Friday, October 2, 2009

Multi-cultural Learning with the WWW

Multi-cultural Learning with the World Wide Web.
Multicultural education is of value to teaching and learning as it addresses multiple perspectives, learning styles and equity in classrooms, teaching and learning.
Technology is a of value in education as a tool to leaqnr new subject matter in various ways but also to develop technological skills needed for the workforce. Christine Sleeter, professor and author of many multi-cultural education texts, cites Wood (2002), in her article, Technology as a tool in multi-cultural teaching (2002) "The fact remains:
In order to compete in the workforce, all
cient (85%) of all jobs will require at least
some technical skills." and Sleter and Tettegah state " They will also require multicultural knowledge to apply those skills in their work environment in our rapidly changing demography."

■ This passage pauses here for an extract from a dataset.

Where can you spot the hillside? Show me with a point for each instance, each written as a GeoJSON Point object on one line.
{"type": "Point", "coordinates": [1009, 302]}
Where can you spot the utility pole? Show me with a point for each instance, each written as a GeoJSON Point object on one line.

Technology and multicultural teaching can be integrated to engage students in meaningful ways.
Web-based technologies are not the single answer to address all multicultural education learning, however greatly support various types of learning and knowing which supports multi-cultural education.
Christine Sleeter examines how multi-cultural education could potentially change or rather is changing by the introduction of web-based technologies into classrooms and other learning/ teaching venues, in her article, Technology as a tool in multi-cultural teaching (2002). Sleeter and colleague Tettegah, offer examples of how teachers increasing their technological skills began using technology to teach in a variety of creative ways. One point I found particularly valuable was using technology as a tool in multi-cultural teaching with Hawaiians who traditionally use oral stories and dance to pass down knowledge from one generation to the next, and that the technological options matched the learning and teaching styles of the Hawaiian people. I believe this observation to valid and useful for many cultures using oral narratives and dance, such as American Indians and other cultures. Sleeter and Tettegah state that “Web-based resources and online education has the potential to serve students not traditionally associated with schools and colleges in a manner unlike traditional education, as well as on ground classrooms.” The example of serving the Hawaiian culture illustrates this point well. I agree that using web-based resources has great potential to reach a great many people who may not normally have such educational opportunities and reach people in way more meaningful to them.

1 comment:

  1. There is a definite need for the increased use of technology in the classroom, but they type of instruction that we need requires professional development. It is difficult to accomplish when schools are focused primarily on standardized test scores, and repeatedly we are put through trainings to increase API and AYP. Maybe I should pass on Sleeter and Gorski's writings to our administrators!